Genentech / Isosceles

The Isoforms from Single-Cell; Long-read Expression Suite
GNU General Public License v3.0
19 stars 0 forks source link

prepare_transcripts range width limit error #7

Open sbresnahan opened 1 month ago

sbresnahan commented 1 month ago

Version: isosceles v0.2.1

Running prepare_transcripts with bulk ONT reads aligned to chr1 of GRCh38 with minimap2:

BAM <- "chr1.bam"
GTF <- "gencode.v45.primary_assembly.annotation.gtf"
GENOME <- "GCA_000001405.15_GRCh38_no_alt_analysis_set.fna"

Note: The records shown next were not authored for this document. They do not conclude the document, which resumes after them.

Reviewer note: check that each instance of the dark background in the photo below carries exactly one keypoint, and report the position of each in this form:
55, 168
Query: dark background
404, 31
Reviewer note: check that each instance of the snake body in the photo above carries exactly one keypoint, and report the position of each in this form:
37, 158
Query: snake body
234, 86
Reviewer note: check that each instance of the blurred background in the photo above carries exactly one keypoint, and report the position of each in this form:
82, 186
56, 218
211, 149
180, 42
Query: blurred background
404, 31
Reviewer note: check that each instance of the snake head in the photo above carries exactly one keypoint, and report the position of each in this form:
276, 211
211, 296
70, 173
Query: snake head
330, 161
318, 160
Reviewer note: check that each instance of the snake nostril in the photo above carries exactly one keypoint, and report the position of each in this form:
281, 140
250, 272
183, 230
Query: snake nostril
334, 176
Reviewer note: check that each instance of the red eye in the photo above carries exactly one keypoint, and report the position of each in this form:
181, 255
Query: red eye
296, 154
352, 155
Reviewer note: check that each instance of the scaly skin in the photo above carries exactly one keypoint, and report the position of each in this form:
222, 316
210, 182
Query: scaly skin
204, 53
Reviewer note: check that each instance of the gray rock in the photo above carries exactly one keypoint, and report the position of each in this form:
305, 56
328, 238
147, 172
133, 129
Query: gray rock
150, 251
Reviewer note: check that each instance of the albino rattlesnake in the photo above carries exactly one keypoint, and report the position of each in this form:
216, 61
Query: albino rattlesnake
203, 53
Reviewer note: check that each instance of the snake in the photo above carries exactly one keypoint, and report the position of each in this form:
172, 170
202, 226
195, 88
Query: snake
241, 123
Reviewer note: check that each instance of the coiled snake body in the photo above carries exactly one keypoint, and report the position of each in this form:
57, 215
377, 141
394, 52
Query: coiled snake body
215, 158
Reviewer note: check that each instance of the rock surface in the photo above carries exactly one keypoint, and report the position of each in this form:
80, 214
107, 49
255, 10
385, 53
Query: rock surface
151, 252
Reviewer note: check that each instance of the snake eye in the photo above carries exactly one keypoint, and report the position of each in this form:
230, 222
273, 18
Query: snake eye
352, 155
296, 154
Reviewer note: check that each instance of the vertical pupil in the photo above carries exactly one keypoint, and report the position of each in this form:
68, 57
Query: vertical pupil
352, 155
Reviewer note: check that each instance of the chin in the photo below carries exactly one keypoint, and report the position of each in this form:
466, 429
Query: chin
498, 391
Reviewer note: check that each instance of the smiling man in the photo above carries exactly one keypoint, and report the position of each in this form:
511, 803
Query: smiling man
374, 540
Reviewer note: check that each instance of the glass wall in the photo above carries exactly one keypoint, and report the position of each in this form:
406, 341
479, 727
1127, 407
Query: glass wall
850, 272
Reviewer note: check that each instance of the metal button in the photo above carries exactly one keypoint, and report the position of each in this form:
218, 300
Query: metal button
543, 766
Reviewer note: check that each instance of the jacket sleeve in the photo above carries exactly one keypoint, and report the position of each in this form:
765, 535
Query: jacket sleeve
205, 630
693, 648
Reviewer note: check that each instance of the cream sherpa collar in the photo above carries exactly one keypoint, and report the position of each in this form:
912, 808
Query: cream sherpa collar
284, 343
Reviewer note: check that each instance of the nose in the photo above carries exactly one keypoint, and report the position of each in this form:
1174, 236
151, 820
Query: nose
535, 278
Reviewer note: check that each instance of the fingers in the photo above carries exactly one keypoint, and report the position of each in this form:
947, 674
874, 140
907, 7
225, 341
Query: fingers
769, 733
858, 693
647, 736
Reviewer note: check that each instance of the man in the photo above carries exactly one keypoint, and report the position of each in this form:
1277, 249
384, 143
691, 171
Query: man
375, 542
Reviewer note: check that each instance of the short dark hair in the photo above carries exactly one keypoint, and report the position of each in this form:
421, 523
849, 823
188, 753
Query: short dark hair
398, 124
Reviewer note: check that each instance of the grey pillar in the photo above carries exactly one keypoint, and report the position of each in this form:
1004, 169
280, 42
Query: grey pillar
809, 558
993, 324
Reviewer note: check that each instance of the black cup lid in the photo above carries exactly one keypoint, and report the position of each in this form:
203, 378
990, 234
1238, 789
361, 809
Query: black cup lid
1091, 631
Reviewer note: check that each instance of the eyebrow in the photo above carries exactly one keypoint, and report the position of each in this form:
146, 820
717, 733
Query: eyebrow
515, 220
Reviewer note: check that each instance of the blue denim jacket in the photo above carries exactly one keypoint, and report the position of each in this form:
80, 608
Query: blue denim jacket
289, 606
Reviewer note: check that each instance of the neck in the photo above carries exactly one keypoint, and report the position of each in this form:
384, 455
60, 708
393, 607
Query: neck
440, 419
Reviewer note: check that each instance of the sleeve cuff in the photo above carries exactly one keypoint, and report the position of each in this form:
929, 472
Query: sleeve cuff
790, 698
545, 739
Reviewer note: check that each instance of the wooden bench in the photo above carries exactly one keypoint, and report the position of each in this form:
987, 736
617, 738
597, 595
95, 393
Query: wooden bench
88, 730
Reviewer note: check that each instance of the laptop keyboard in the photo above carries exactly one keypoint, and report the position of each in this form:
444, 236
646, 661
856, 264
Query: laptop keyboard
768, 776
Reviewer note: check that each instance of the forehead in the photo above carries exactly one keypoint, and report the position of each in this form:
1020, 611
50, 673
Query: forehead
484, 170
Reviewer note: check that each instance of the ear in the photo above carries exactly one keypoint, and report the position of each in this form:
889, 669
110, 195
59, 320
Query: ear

bam_files <- c(Sample = BAM)
bam_parsed <- bam_to_read_structures(bam_files = bam_files,ncpu=4)

transcript_data <- prepare_transcripts(
  gtf_file = GTF,
  genome_fasta_file = GENOME,
  bam_parsed = bam_parsed,
  min_bam_splice_read_count = 2,
  min_bam_splice_fraction = 0.01
)

Results in this error:

Import genomic features from the file as a GRanges object ... OK
Prepare the 'metadata' data frame ... OK
Make the TxDb object ... OK
Error in h(simpleError(msg, call)) : 
  error in evaluating the argument 'i' in selecting a method for function 'extractROWS': each range must have a width that is < 2^31
sbresnahan commented 1 month ago

This issue is resolved upstream by filtering reads longer than 2^31 with samtools view -e 'length(seq)<2147483648' -O BAM -o out.bam in.bam, however it would nice if isosceles could do this length filtering on import.

timbitz commented 1 month ago

Thanks for pointing this out! We'll look into this-- I agree it would be nice not to have to hand filter for this.